Community Board 7 (CB7) voted in favor of the plan.

“For the Seventh Avenue plan, we approved it between 15th and 23rd Streets,” CB 7 District Manager Jeremy Laufer told this paper. “We heard from several folks. Some are against and some are for. Our board members took a couple of months to weight this because I think they weren’t sure at first and when we first voted, there was no majority opinion. Then a month later, we had a re-vote, and there were fewer abstentions and our board was for it.”

Laufer states that the board was never against the installation. “Our board has not turned down any bike lanes since we started voting on them, although we have asked on occasion for some changes to be made to some of them,” he said. “In this case, we didn’t as for any changes to be made.”

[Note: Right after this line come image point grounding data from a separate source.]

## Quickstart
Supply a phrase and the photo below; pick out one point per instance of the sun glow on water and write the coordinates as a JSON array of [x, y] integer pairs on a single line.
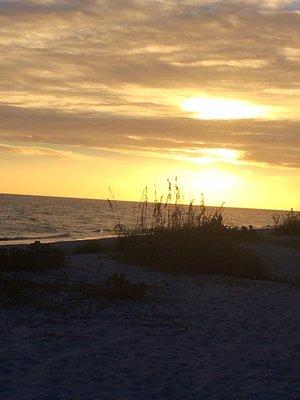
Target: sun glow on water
[[219, 108]]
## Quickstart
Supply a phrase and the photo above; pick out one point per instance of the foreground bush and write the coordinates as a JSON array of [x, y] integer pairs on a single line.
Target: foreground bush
[[116, 286], [90, 247], [287, 224], [209, 251], [35, 257]]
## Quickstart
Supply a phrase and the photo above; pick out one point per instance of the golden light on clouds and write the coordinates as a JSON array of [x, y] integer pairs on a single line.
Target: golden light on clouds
[[221, 108]]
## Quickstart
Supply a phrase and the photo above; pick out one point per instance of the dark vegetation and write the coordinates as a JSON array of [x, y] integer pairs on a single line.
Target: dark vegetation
[[287, 224], [61, 297], [92, 246], [35, 257], [186, 239]]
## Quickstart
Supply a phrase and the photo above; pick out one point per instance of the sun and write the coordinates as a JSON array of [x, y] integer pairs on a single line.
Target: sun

The DOT states the move will “install bicycle lanes, calm traffic, reduce speeding, and maintain vehicular traffic capacity.”

The implementations made this month will also include painting the lanes.

Meanwhile, the long-awaited Fourth Avenue protected bike lane first announced by the DOT in March — set to include several neighborhoods, including Bay Ridge and Sunset Park — is still a work in progress.

“It’s a study right now so nothing has been determined,” Laufer said, adding that, on Thursday, May 11, there will be a related workshop as M.S. 136, Charles O Dewey School in Sunset Park.

Back in March, DOT Commissioner Polly Trottenberg stated that the agency would work with affected communities to help to develop the new plan for Fourth Avenue — some three years after an extended planning process — with the intention of making the strip safer for pedestrians and bicyclists.

The DOT has also contended that a Fourth Avenue bike lane would be a critical north-south thoroughfare from 65th Street to Dean Street, connecting Bay Ridge, Sunset Park and Park Slope to Downtown Brooklyn.

“The chance to redesign one of New York City’s ‘Great Streets’ may only come about every 50 years, and so it’s critical we get it right,” Trottenberg said in March. “The dramatic surge in cycling, combined with safety changes that have dramatically improved Fourth Avenue’s safety and livability, have simply transformed the way Brooklynites see this street.”